KLM 4.1 by SeoulStreamingStation

KLM 4.1 is a fine-tuned based on KLM V7 pretrained and made with around 100 hours dataset (Korean vocal/speech, Japanese vocal/speech and English speech), so it will work better with those languages. Unlike typical pretrained models KLM is a pretrained model created to make vocal guides using short voice recordings from a studio, this means that even with short dataset high pitch information it is possible to implement high-pitched sounds but it is sensitive to noise so it is recommended to use it with high quality datasets. This only supports 32k and 48k sample rate.

32K

48k

Nanashi V1.7 by shiromiya

Nanashi V1.7 is a fine-tuned based on TITAN pretrained and made with 11 hours of Brazilian music, so it will work better with this language but it can work with other languages without any problems, like TITAN, it allows models to be trained with few epochs and handles the noise better. This only supports 32k sample rate.

32K

Ov2 Super by SimplCup

Ov2Super is a fine-tuned based on the original RVC V2 pretrained and made with 30 minutes dataset, works well for small datasets and English language, this pretrained was trained on a precisely chosen clean speech and singing dataset, with bright and emotional voices. Additionally, it allows models to train with very few epochs compared to regular pretrains. This only supports 32k and 40k sample rates.

32k

40k

RIN_E3 by MUSTAR

RIN_E3 is a pretrain made from scratch with 140 hours dataset, works well with English language but it is advisable to use it with high quality datasets due to its sensitivity to noise. This only supports 40k sample rate.

40k

SingerPreTrain by Sztef

SingerPetrain is a fine-tuned based on Ov2 Super pretrained and made with 14 hours dataset (English singers). It is most suitable for training singers but it works for everything, the vocal range dataset is c1 to db7 so it works well with bass, baritone , tenor, alto , mezzo-soprano, soprano voices. This only supports 32k sample rate.

32K

SnowieV3 X RIN_E3 by MUSTAR

SnowieV3 X RIN_E3 continues the training with Snowie dataset and then finetuned with additional data, so it will work better with English, Russian and Japanese language and also helps models of other languages to pronounce them well.

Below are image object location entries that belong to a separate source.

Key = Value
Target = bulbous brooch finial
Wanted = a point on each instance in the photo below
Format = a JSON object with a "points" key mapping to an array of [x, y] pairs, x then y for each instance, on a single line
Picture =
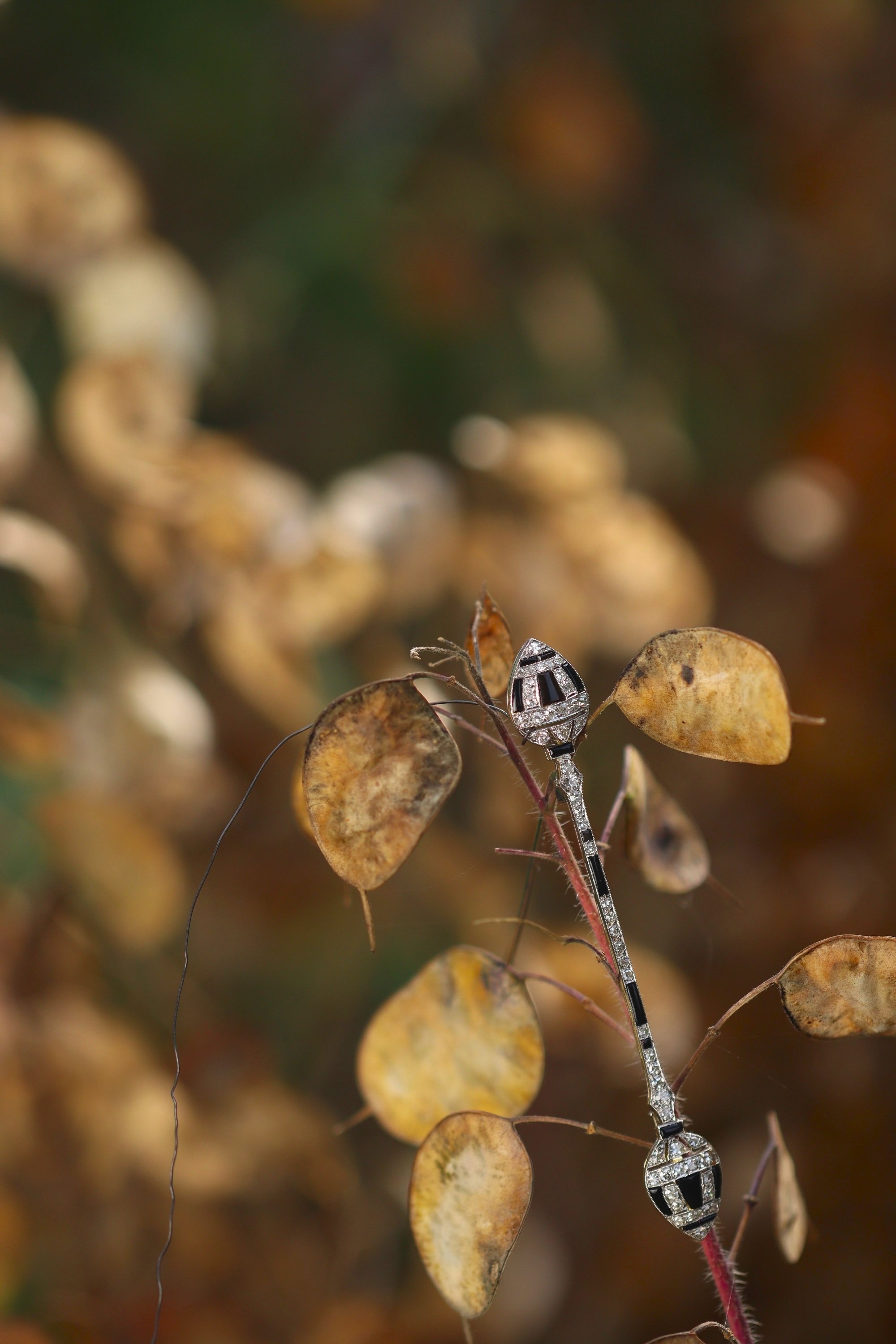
{"points": [[547, 698]]}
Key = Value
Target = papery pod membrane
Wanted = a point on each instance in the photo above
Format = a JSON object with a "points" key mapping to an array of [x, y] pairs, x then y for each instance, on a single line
{"points": [[470, 1191], [496, 646], [710, 693], [462, 1035], [378, 768], [843, 987], [661, 840], [792, 1219]]}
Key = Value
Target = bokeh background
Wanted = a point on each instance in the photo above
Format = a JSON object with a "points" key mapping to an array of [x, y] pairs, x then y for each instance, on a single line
{"points": [[355, 306]]}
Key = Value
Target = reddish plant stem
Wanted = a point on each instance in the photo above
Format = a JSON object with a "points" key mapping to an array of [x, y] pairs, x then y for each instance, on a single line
{"points": [[727, 1289], [711, 1246]]}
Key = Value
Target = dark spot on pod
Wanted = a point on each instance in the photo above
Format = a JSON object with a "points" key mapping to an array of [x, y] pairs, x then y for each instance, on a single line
{"points": [[660, 1201], [692, 1190]]}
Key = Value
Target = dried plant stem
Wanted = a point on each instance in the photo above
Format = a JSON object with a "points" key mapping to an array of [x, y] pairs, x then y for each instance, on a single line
{"points": [[587, 1125], [528, 854], [727, 1289], [527, 893], [589, 1004], [751, 1199], [715, 1030]]}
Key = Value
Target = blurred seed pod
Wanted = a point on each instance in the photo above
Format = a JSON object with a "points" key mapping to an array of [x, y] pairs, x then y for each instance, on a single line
{"points": [[405, 510], [142, 732], [638, 572], [46, 558], [570, 128], [125, 874], [675, 1012], [121, 420], [234, 508], [66, 195], [18, 420], [283, 690], [802, 511], [139, 297], [544, 457]]}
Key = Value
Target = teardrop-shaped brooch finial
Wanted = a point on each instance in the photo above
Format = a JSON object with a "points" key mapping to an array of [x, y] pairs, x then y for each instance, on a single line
{"points": [[547, 698]]}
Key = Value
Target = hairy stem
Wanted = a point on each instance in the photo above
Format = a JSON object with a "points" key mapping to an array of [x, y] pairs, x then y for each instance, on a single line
{"points": [[727, 1288]]}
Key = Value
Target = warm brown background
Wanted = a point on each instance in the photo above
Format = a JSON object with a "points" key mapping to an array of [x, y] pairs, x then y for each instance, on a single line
{"points": [[679, 220]]}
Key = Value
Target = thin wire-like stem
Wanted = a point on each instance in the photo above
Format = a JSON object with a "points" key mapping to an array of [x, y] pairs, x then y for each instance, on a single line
{"points": [[589, 1004], [530, 854], [174, 1026], [465, 724], [351, 1121], [727, 1289], [528, 886], [715, 1030], [587, 1125], [751, 1199]]}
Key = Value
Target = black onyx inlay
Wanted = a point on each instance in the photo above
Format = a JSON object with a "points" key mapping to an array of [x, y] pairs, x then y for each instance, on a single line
{"points": [[702, 1222], [550, 690], [637, 1006], [660, 1201], [692, 1190], [574, 676], [599, 875]]}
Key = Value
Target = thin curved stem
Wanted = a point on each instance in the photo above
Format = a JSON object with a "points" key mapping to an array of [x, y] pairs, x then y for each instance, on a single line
{"points": [[715, 1030], [587, 1125], [589, 1004]]}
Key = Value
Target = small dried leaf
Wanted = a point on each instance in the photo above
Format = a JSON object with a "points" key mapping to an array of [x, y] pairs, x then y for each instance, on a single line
{"points": [[470, 1190], [462, 1035], [710, 693], [792, 1219], [496, 646], [661, 842], [378, 768], [843, 987]]}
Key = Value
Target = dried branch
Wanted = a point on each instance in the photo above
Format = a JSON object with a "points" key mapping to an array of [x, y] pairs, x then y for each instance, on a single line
{"points": [[716, 1029]]}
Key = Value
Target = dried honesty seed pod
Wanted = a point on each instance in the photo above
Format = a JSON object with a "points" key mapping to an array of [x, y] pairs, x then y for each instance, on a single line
{"points": [[661, 842], [792, 1219], [470, 1190], [128, 877], [843, 987], [378, 768], [462, 1035], [496, 646], [123, 420], [65, 194], [710, 693]]}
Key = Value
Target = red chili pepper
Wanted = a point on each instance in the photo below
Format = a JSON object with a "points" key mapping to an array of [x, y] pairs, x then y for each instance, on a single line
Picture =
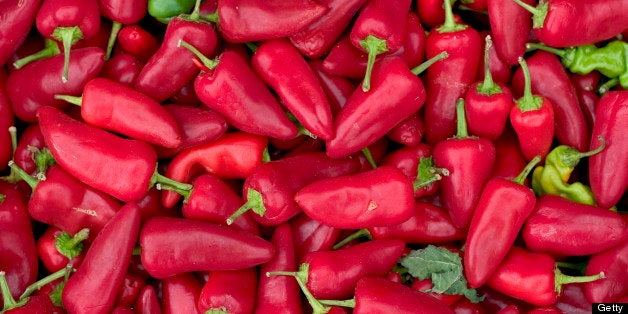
{"points": [[566, 23], [576, 229], [18, 18], [613, 262], [448, 80], [232, 291], [180, 293], [608, 169], [75, 146], [270, 189], [253, 20], [137, 41], [205, 247], [375, 198], [281, 66], [279, 293], [35, 85], [488, 103], [378, 29], [18, 253], [229, 86], [533, 120], [548, 78], [334, 274], [497, 219], [232, 156], [510, 24], [102, 271], [532, 277], [170, 67], [214, 201], [310, 235], [67, 21], [470, 162]]}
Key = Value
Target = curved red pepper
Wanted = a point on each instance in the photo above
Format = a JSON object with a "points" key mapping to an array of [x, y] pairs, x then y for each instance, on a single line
{"points": [[232, 156], [233, 291], [279, 294], [561, 227], [448, 80], [102, 271], [170, 67], [368, 116], [116, 107], [470, 161], [270, 189], [549, 79], [380, 197], [68, 21], [608, 169], [205, 247], [499, 215], [75, 146], [316, 39], [18, 252], [252, 20], [613, 262], [282, 67], [35, 85]]}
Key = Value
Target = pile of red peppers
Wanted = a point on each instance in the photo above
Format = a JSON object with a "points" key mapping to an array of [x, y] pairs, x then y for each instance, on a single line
{"points": [[313, 156]]}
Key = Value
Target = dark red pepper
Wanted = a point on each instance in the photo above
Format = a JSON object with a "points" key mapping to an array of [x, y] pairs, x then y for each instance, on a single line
{"points": [[608, 169], [172, 246], [102, 271]]}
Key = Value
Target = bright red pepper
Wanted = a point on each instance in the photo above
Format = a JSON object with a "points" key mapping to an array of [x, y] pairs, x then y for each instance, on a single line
{"points": [[316, 39], [281, 66], [608, 169], [18, 252], [172, 246], [613, 262], [380, 197], [232, 156], [279, 293], [566, 23], [35, 85], [170, 67], [470, 162], [532, 277], [113, 106], [378, 29], [68, 21], [270, 189], [102, 271], [232, 291], [499, 215], [561, 227], [548, 78], [253, 20], [533, 120]]}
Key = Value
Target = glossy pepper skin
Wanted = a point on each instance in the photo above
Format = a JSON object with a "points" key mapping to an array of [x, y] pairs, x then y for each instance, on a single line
{"points": [[608, 169], [253, 20], [380, 197], [283, 68], [205, 247], [368, 116], [561, 227], [106, 261], [35, 85]]}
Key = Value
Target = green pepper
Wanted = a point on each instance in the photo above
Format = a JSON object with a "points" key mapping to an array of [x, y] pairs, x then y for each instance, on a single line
{"points": [[554, 176], [165, 10], [610, 60]]}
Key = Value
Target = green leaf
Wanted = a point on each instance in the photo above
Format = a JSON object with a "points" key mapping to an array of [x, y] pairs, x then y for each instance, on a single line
{"points": [[443, 267]]}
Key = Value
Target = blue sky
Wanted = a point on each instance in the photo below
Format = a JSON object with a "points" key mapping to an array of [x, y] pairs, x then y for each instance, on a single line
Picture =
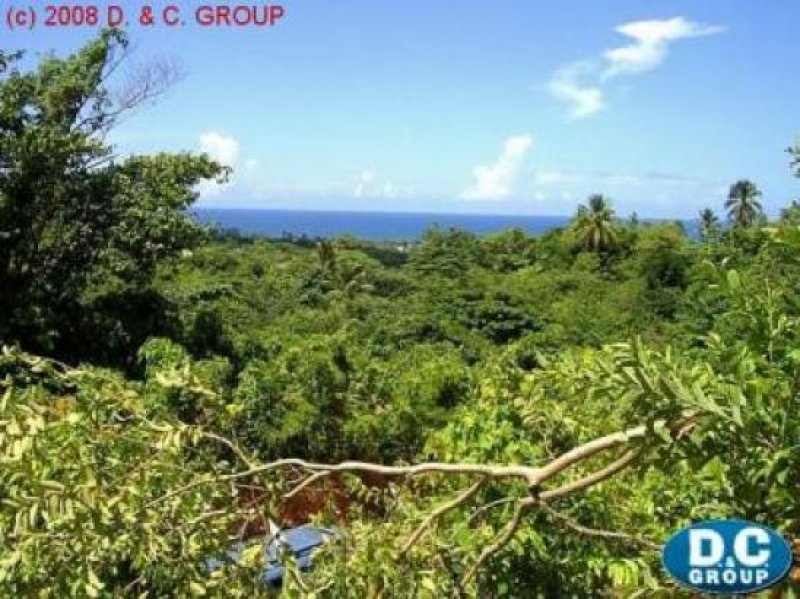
{"points": [[509, 107]]}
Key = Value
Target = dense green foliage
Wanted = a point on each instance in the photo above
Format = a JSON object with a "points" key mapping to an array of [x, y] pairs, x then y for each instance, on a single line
{"points": [[189, 361]]}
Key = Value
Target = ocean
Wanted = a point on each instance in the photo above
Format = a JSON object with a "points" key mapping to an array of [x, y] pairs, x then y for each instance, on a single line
{"points": [[373, 226]]}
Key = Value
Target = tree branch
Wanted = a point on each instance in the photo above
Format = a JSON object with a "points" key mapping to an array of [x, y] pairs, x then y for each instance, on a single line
{"points": [[439, 512], [593, 532]]}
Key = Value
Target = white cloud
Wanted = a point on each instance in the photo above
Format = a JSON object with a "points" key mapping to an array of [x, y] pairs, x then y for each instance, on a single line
{"points": [[222, 148], [225, 150], [580, 84], [495, 181], [651, 43], [369, 185], [583, 100]]}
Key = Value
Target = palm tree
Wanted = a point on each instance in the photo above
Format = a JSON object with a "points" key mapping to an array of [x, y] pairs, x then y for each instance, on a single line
{"points": [[743, 205], [708, 222], [594, 225]]}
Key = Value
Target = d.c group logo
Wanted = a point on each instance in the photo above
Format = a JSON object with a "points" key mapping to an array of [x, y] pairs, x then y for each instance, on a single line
{"points": [[727, 556]]}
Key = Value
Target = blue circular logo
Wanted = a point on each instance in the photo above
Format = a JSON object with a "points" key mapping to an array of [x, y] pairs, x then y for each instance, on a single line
{"points": [[727, 556]]}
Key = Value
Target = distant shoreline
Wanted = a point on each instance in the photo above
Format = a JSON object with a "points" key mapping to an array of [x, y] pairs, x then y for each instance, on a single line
{"points": [[373, 226]]}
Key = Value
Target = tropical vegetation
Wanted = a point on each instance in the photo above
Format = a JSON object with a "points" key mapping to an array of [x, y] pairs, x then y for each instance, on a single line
{"points": [[504, 415]]}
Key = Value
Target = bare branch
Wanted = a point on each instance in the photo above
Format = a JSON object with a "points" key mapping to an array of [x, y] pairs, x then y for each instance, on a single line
{"points": [[522, 507], [591, 479], [593, 532], [587, 450], [490, 506], [439, 512]]}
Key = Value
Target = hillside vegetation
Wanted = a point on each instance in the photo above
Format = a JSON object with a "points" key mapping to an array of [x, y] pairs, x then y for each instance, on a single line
{"points": [[513, 415]]}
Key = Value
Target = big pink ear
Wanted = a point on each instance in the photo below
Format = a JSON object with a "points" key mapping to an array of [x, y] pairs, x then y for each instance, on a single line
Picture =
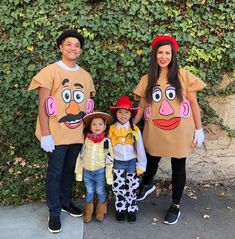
{"points": [[185, 109], [147, 112], [51, 106], [89, 106]]}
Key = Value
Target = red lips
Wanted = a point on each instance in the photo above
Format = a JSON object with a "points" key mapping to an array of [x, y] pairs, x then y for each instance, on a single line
{"points": [[167, 124]]}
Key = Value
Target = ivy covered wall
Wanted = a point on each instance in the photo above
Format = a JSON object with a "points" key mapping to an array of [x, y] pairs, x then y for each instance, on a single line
{"points": [[118, 38]]}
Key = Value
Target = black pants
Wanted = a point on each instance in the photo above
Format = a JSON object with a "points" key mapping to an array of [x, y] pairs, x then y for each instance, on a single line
{"points": [[178, 175]]}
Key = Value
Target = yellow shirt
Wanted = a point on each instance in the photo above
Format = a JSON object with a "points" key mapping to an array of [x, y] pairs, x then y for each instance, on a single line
{"points": [[93, 158]]}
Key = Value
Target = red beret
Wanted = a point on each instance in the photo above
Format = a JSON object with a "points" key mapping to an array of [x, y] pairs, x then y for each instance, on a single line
{"points": [[166, 38]]}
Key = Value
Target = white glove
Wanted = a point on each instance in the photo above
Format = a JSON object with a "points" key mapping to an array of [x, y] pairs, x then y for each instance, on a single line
{"points": [[108, 158], [198, 137], [47, 143]]}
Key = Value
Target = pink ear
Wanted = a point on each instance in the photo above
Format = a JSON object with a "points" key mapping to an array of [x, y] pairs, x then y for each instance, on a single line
{"points": [[147, 112], [185, 109], [89, 106], [51, 106]]}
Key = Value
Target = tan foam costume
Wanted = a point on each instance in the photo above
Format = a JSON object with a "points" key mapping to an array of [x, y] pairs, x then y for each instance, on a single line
{"points": [[169, 125], [71, 90]]}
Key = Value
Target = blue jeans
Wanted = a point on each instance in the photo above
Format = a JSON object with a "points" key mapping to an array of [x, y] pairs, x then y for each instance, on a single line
{"points": [[128, 166], [60, 176], [95, 182]]}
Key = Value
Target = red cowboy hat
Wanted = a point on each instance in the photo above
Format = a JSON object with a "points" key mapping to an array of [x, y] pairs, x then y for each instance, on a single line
{"points": [[165, 38], [123, 103], [97, 114]]}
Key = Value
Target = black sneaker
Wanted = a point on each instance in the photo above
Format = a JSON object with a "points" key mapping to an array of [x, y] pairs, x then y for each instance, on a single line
{"points": [[131, 217], [120, 216], [172, 215], [144, 191], [54, 224], [72, 210]]}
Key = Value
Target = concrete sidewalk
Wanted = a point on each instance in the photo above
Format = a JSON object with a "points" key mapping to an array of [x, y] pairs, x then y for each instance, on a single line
{"points": [[30, 221], [206, 213]]}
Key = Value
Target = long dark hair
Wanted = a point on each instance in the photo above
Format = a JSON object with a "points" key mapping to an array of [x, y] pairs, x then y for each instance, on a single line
{"points": [[154, 72]]}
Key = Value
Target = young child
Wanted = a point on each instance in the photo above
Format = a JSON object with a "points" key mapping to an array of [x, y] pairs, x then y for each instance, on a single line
{"points": [[95, 163], [130, 159]]}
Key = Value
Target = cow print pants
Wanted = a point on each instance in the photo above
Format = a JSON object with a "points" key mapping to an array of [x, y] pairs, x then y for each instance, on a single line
{"points": [[124, 188]]}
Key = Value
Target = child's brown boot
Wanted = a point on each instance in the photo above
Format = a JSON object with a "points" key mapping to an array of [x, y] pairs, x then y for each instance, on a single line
{"points": [[89, 207], [101, 210]]}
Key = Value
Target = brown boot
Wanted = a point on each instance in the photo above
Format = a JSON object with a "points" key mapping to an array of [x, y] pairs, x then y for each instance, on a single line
{"points": [[89, 207], [101, 210]]}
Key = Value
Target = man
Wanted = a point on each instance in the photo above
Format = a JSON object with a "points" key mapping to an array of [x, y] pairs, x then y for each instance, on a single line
{"points": [[64, 95]]}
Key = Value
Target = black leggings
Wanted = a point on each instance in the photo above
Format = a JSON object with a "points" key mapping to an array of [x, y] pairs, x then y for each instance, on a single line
{"points": [[178, 175]]}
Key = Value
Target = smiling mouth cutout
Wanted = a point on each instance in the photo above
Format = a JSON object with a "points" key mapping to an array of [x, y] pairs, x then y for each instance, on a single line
{"points": [[167, 124]]}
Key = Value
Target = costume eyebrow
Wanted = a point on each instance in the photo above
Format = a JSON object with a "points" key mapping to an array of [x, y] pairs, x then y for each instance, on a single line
{"points": [[78, 85], [65, 81]]}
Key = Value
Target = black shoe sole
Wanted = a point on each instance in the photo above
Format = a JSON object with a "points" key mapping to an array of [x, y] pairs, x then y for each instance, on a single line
{"points": [[174, 222], [71, 214], [147, 193]]}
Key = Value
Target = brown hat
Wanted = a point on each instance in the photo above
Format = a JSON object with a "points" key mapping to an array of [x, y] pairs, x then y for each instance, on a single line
{"points": [[70, 33], [97, 114]]}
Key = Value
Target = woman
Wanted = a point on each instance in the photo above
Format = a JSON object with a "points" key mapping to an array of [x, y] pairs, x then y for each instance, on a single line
{"points": [[167, 98]]}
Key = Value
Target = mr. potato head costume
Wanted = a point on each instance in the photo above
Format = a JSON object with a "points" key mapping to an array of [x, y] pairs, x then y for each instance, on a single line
{"points": [[169, 125]]}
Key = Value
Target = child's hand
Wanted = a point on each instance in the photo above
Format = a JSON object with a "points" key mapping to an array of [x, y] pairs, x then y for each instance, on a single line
{"points": [[139, 171]]}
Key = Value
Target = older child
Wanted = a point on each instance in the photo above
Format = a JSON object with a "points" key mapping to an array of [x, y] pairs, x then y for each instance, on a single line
{"points": [[130, 159], [94, 162]]}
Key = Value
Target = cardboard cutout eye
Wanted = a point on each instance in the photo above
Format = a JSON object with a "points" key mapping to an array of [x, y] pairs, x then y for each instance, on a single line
{"points": [[51, 106], [78, 96], [147, 112], [157, 94], [185, 109], [66, 95], [90, 106], [170, 93]]}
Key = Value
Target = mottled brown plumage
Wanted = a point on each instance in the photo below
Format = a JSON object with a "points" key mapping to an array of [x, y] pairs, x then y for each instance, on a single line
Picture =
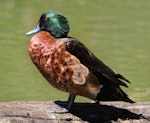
{"points": [[70, 66], [62, 69]]}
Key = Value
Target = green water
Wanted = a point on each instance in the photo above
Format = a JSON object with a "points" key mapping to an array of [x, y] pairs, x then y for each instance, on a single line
{"points": [[117, 31]]}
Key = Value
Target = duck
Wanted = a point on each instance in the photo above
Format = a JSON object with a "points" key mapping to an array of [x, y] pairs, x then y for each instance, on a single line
{"points": [[69, 66]]}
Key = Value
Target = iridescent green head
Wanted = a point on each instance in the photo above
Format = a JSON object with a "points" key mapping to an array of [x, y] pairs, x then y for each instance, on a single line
{"points": [[53, 22]]}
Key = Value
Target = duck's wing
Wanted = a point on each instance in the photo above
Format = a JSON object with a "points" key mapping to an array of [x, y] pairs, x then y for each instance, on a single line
{"points": [[95, 65], [106, 76]]}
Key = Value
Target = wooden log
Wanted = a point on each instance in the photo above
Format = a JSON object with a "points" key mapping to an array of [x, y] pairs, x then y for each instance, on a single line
{"points": [[106, 112]]}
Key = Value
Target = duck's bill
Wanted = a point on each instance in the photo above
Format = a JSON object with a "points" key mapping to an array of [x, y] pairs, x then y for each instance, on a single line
{"points": [[35, 30]]}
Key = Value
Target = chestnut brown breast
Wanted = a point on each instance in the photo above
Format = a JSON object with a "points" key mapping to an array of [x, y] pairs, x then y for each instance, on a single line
{"points": [[62, 69]]}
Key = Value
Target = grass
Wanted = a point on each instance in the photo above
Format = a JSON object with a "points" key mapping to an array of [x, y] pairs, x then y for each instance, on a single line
{"points": [[116, 31]]}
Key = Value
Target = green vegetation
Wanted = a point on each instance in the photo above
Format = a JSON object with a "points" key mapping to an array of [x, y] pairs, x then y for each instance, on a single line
{"points": [[117, 31]]}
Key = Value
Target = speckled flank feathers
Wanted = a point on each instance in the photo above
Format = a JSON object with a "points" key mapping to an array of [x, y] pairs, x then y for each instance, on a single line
{"points": [[69, 65], [63, 70]]}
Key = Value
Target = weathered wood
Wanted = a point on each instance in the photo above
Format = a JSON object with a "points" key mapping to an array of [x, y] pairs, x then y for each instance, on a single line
{"points": [[106, 112]]}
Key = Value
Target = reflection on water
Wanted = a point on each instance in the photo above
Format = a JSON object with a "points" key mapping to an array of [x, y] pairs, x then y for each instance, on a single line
{"points": [[116, 31]]}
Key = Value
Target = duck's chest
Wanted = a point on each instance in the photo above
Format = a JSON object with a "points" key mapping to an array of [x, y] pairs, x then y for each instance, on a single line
{"points": [[50, 59]]}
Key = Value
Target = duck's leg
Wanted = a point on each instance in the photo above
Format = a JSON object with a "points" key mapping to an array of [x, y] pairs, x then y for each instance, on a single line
{"points": [[71, 99]]}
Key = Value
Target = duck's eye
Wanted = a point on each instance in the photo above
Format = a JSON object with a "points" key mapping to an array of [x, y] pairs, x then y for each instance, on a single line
{"points": [[46, 19]]}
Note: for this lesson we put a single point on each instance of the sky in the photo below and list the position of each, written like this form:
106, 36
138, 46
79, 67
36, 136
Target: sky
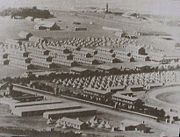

This only supports 40k sample rate.

40k

SnowieV3.1 by MUSTAR

SnowieV3.1 is a fine-tuned based on Snowie base pretrained (not publicly available) and made with 58 hours dataset (Russian and Japanese), so it will work better with those languages and also helps models of other languages to pronounce them well. Supports all the sample rates.

32k

40k

48K

TITAN by blaise-tk

TITAN is a fine-tuned based on the original RVC V2 pretrained, leveraging an 11.15-hours dataset sourced from Expresso. It gives cleaner results compared to the original pretrained, also handles the accent and noise better due to its robustness, being able to generate high quality results. Like Ov2 Super, it allows models to be trained with few epochs, it supports all the sample rates.

32k

40k

48K

Make sure to select the sample rate according to the sample rate of the custom pretraineds.